Een open plek is iets wat de schrijver op dat moment even verborgen houdt voor de lezer. Deze open plekken roepen vragen op bij de lezer en omdat de lezer antwoorden op deze vragen wil hebben, wil hij doorlezen.
Spanning kan veroorzaakt worden door:
geheim: het personage weet iets wat jij als lezer niet weet, bijvoorbeeld wat er op een briefje staat.
de plaats en de situatie: wanneer en waar speelt het verhaal zich af, hoe is het weer en de situatie waarin het personage zich bevindt.
dreiging: De lezer weet bijvoorbeeld dat er een gevaarlijke inbreker in huis is, maar de personages weten dat niet als ze de voordeur openen.
raadsel: de lezer én het personage weten iets niet. Dit komt vaak voor in detectives: de detective en de lezer vragen zich allebei af wie de moordenaar is.
tijdsdruk: de personages hebben bijvoorbeeld nog vijf minuten om een probleem op te lossen
onverwachte wending. Het gaat allemaal ineens heel anders dan je dacht. Personages blijken ineens een heel ander karakter te hebben dan je dacht (de leuke jongen waar de hoofdpersoon verliefd op was, blijkt ineens een loverboy te zijn)

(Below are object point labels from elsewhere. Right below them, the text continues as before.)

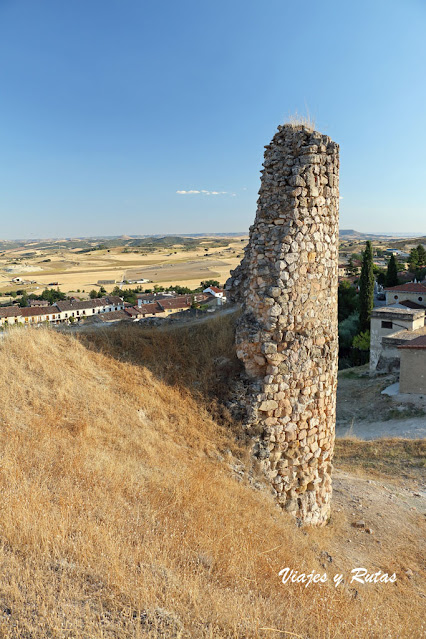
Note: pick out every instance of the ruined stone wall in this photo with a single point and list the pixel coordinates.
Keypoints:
(287, 334)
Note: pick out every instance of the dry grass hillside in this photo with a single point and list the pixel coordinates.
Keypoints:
(122, 514)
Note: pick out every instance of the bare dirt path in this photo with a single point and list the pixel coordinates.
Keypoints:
(414, 428)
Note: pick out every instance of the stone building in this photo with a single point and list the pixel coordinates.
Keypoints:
(391, 326)
(287, 334)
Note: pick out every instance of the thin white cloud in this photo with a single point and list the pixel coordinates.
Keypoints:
(202, 192)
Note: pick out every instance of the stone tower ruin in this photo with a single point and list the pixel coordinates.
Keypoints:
(287, 334)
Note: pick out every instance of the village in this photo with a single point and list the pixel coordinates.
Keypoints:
(109, 309)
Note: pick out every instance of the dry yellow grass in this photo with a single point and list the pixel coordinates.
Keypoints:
(119, 515)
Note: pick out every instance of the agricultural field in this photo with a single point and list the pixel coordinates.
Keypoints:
(80, 264)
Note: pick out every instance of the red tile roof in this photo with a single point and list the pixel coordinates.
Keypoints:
(419, 342)
(410, 287)
(410, 304)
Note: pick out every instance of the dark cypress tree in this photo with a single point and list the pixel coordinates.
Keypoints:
(366, 288)
(421, 252)
(392, 272)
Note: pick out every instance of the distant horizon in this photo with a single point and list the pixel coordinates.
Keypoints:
(185, 234)
(155, 115)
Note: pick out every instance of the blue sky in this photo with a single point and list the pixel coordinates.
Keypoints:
(108, 108)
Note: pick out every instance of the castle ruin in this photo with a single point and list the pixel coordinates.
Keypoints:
(287, 334)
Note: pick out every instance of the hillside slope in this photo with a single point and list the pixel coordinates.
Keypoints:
(123, 513)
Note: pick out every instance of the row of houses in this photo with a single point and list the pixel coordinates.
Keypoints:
(60, 312)
(398, 336)
(107, 309)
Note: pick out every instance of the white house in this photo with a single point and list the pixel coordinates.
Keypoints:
(412, 291)
(391, 326)
(216, 292)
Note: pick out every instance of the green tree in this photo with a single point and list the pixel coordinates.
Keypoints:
(362, 341)
(421, 252)
(413, 261)
(347, 300)
(392, 272)
(208, 283)
(366, 288)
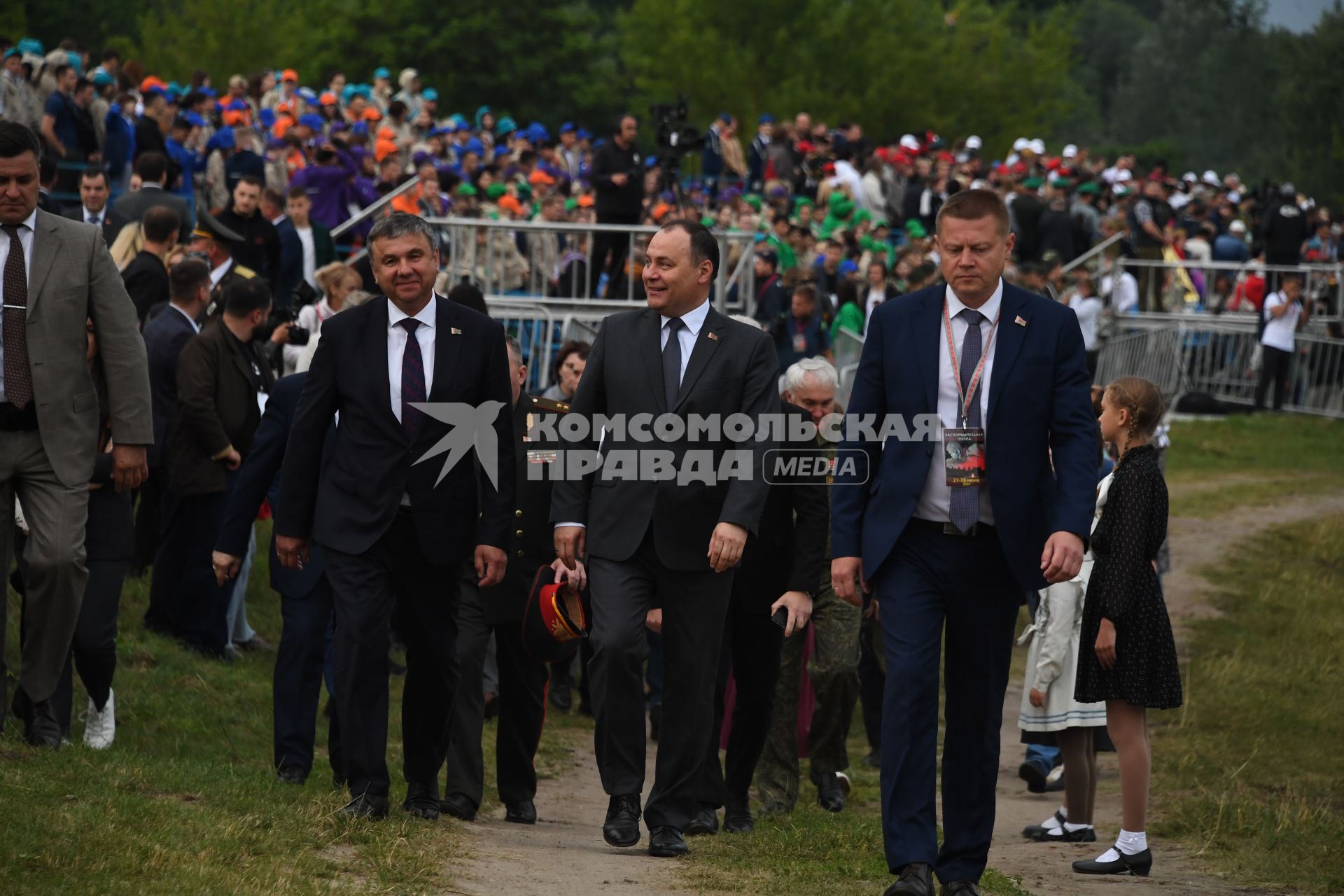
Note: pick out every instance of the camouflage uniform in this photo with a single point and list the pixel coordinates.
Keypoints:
(834, 669)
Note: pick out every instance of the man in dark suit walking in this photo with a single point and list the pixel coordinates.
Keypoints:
(93, 203)
(657, 543)
(219, 377)
(164, 340)
(305, 596)
(499, 610)
(951, 543)
(390, 526)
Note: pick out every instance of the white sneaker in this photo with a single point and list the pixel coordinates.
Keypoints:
(101, 727)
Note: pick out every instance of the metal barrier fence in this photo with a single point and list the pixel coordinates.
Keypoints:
(1189, 285)
(1202, 354)
(555, 260)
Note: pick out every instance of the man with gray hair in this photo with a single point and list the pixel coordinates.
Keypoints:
(397, 533)
(834, 666)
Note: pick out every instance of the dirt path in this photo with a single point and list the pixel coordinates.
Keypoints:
(1195, 545)
(564, 855)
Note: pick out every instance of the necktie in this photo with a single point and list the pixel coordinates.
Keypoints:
(672, 363)
(964, 507)
(413, 378)
(18, 377)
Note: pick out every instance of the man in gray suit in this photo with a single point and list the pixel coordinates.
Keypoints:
(662, 543)
(58, 281)
(152, 168)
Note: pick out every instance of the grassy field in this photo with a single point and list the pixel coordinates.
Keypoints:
(1249, 770)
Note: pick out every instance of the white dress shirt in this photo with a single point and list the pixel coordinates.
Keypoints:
(936, 498)
(27, 230)
(686, 336)
(397, 348)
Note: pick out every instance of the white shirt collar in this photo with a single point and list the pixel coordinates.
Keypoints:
(990, 309)
(426, 315)
(694, 318)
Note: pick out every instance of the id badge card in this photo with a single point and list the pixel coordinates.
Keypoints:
(964, 456)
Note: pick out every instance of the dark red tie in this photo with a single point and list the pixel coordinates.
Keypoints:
(413, 378)
(18, 375)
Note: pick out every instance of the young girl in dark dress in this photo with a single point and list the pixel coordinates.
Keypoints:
(1126, 652)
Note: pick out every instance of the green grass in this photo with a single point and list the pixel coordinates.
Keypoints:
(1249, 771)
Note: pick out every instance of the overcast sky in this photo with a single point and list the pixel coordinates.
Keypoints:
(1297, 15)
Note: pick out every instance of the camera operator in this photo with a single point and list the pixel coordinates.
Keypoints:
(619, 181)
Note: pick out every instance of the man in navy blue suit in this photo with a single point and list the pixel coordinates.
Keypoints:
(951, 530)
(305, 594)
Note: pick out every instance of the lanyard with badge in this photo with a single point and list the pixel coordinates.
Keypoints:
(964, 447)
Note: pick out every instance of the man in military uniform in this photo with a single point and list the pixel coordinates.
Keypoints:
(216, 244)
(499, 610)
(834, 668)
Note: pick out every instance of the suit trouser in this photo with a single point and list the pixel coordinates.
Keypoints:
(522, 691)
(750, 648)
(183, 580)
(300, 662)
(694, 605)
(394, 574)
(834, 671)
(54, 554)
(932, 587)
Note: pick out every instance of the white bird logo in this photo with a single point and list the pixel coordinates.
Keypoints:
(472, 426)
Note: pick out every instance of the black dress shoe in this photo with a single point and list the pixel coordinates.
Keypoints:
(292, 776)
(667, 843)
(830, 793)
(457, 806)
(1065, 836)
(737, 818)
(521, 813)
(705, 822)
(1139, 864)
(368, 806)
(1035, 778)
(916, 880)
(422, 801)
(622, 821)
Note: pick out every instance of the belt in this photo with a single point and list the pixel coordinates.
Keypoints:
(17, 419)
(948, 528)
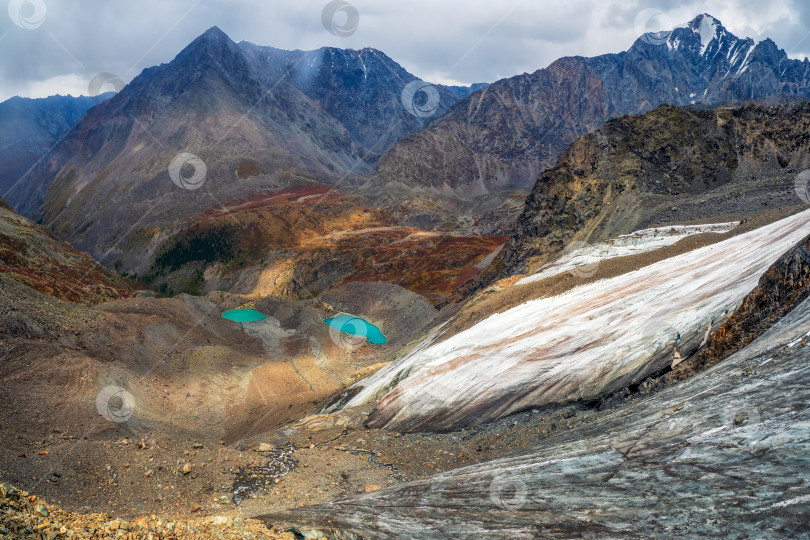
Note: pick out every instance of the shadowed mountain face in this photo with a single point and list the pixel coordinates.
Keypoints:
(32, 256)
(256, 117)
(30, 127)
(505, 135)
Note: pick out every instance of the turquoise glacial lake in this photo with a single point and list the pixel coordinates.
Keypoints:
(356, 326)
(243, 315)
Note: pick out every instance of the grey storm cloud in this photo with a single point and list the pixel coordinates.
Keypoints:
(446, 41)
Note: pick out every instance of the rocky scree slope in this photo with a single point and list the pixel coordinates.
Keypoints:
(504, 136)
(636, 169)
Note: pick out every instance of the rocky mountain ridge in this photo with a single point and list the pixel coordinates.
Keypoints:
(505, 135)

In verhalen met meerdere hoofdpersonen kunnen er meerdere verhaallijnen zijn. De schrijver kan dan ook ineens van verhaallijn veranderen. Je leest bijvoorbeeld eerst iets over de eerste hoofdpersoon die achtervolgd wordt in een donker steegje en als hij bijna gepakt is.... gaat het verhaal ineens verder bij de tweede hoofdpersoon die thuis huiswerk zit te maken.